Each cell provides 0.5 V, so the total voltage is 4.5 V minus a 0.6-V drop due to the diode). The diode is added to the circuit to prevent the NiCd cells from discharging through the solar cell during times of darkness. It is important not to exceed the safe charging rate of NiCd cells.To slow the charge rate, a resistor placed in series with the batteries can be added. Photothyristors are light-activated thyristors. Two common photothyristors include the light-activated SCR (LASCR) and the light-activated triac.

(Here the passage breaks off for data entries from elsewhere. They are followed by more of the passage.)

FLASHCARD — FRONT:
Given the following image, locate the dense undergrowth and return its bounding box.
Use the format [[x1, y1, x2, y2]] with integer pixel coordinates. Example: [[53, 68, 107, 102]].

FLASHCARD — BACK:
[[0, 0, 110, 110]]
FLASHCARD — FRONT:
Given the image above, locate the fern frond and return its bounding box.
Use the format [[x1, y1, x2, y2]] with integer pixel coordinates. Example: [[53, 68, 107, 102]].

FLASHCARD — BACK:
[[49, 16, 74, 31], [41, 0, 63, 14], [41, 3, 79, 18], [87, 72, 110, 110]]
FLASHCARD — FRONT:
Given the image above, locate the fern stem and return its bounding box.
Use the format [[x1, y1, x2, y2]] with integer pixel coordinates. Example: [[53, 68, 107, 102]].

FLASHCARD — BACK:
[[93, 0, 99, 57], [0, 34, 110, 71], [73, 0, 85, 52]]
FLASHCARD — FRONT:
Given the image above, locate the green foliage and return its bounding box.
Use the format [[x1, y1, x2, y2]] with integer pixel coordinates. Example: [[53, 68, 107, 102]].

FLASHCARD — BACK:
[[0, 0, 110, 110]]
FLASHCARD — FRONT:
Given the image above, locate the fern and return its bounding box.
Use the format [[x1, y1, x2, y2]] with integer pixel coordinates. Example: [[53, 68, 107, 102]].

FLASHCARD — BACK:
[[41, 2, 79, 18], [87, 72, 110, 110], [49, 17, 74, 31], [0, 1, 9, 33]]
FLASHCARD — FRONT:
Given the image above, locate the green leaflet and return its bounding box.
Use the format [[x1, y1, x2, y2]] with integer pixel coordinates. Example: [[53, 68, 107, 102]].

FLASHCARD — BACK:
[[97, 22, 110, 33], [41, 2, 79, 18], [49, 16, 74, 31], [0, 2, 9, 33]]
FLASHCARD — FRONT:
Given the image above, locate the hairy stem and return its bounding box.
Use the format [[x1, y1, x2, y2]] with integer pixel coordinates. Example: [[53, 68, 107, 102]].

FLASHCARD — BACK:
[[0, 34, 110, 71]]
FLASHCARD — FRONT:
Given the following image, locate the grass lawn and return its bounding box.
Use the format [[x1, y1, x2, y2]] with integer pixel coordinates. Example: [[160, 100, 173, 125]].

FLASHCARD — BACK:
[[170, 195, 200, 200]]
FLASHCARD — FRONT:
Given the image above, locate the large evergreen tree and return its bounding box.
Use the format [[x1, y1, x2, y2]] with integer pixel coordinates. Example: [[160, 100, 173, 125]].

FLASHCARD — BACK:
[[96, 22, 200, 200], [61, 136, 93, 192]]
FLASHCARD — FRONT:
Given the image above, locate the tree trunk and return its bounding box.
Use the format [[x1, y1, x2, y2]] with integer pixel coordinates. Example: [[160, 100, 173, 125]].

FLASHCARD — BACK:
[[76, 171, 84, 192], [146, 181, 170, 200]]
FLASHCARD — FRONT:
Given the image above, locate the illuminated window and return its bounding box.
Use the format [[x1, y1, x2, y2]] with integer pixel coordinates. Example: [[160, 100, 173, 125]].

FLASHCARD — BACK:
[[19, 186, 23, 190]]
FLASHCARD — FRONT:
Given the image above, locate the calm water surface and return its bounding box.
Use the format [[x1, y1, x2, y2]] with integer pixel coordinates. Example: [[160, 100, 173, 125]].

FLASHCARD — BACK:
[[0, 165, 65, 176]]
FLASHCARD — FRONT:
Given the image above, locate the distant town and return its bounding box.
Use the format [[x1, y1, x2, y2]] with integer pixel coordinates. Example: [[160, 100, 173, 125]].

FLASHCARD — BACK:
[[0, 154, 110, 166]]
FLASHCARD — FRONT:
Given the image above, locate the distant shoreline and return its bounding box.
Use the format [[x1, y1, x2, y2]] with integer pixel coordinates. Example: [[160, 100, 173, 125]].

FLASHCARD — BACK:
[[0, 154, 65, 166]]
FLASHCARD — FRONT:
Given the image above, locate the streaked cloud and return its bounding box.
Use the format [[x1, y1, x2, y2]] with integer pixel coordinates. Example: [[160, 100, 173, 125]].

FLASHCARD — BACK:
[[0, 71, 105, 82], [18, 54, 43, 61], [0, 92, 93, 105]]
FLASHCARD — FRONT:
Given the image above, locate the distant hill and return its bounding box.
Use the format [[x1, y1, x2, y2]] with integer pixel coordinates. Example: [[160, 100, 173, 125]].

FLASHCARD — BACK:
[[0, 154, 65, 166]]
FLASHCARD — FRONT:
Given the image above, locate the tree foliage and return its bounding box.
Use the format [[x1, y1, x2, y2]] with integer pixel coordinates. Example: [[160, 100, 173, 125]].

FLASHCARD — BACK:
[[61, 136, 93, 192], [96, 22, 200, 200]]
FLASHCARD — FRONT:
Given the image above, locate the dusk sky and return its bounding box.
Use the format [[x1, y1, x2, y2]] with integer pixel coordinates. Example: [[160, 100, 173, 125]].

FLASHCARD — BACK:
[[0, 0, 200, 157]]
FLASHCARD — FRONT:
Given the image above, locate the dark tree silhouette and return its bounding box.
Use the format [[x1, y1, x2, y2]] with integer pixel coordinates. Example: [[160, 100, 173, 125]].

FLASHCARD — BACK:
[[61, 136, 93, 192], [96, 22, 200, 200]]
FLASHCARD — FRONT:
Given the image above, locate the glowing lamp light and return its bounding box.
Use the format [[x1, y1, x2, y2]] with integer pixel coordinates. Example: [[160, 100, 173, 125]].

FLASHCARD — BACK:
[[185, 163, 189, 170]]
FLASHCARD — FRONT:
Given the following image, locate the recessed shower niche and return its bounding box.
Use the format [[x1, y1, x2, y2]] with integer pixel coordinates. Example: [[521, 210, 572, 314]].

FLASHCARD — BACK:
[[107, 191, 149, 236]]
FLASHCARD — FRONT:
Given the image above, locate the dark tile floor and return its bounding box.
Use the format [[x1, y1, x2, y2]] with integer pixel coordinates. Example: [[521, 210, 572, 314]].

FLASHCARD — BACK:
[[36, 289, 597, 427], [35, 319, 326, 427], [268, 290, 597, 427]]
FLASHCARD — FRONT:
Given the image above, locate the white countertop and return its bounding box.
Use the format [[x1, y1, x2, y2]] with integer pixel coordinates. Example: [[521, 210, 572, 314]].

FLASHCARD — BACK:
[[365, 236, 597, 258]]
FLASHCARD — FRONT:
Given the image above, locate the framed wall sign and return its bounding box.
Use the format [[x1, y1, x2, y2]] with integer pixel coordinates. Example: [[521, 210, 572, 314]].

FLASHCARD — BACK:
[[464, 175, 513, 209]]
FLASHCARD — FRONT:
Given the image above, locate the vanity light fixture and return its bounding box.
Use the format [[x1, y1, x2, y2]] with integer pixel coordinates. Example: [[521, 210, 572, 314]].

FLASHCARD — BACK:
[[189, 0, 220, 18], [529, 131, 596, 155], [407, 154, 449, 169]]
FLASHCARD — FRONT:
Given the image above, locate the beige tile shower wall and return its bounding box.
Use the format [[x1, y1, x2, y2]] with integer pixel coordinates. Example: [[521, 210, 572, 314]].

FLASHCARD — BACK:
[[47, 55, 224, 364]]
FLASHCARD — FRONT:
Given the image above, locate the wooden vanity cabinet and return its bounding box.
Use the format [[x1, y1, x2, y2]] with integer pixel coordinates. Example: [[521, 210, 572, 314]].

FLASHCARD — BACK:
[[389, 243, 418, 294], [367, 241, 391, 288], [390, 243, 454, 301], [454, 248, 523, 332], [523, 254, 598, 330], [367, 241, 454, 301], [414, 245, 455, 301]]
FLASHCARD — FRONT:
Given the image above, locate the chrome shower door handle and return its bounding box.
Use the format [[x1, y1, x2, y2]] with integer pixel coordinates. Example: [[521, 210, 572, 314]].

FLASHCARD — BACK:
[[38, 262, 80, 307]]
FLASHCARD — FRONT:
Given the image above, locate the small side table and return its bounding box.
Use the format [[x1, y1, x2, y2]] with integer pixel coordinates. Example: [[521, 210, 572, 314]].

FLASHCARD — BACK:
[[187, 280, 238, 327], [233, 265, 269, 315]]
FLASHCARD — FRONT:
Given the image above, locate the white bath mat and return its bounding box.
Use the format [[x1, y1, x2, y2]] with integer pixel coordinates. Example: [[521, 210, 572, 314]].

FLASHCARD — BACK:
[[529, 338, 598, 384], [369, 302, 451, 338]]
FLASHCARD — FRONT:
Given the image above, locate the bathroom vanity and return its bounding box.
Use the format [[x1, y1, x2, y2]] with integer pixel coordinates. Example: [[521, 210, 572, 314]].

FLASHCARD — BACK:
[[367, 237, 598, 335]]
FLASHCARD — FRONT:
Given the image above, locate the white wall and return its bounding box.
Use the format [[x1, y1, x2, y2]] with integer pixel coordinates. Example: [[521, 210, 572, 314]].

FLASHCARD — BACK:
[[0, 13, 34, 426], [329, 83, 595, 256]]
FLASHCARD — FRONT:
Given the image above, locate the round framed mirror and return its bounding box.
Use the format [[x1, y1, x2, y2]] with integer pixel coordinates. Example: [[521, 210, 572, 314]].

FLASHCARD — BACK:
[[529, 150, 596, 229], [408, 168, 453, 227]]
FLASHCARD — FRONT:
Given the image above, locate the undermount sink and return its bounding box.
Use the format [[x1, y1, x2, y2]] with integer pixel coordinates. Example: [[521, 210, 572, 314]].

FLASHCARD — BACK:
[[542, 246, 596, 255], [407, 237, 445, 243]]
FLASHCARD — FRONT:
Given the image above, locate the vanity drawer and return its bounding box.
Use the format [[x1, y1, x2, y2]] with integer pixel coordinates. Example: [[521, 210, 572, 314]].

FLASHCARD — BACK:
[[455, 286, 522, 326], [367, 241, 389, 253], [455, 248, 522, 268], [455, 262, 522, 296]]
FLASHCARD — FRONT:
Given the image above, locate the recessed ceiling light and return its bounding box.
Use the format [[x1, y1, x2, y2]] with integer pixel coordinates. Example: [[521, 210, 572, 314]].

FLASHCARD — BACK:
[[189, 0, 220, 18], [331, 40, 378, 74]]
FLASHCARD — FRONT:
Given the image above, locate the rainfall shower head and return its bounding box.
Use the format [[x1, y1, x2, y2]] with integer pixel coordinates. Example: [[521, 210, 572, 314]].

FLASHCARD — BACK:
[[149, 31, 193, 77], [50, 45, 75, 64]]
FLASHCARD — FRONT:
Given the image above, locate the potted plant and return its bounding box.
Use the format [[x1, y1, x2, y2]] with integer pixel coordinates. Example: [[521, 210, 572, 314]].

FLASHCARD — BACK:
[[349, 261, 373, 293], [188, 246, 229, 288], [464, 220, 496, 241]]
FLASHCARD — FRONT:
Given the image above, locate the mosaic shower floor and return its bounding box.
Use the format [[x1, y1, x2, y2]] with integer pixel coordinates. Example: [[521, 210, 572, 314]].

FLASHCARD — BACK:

A LASCR acts like a switch that changes states whenever it is exposed to a pulse of light. Even when the light is removed, the LASCR remains on until the anode and cathode polarities are reversed or the power is removed. A light-active triac is similar to a LASCR but is designed to handle ac currents The equivalent circuit shown here helps explain how a LASCR works. Again, like other pn-junction optoelectronic device, a photon will collide with an electron in the p-semiconductor side, and an electron will be ejected across the pn junction into the n side.
When a number of photons liberate a number of electrons across the junction, a large enough current at the base is generated to turn the transistors on. Even when the photons are eliminated, the LASCR will remain on until the polarities of the anode and cathode are reversed or the power is cut. (This results from the fact that the transistors’ bases are continuously simulated by the main current flowing through the anode and cathode leads).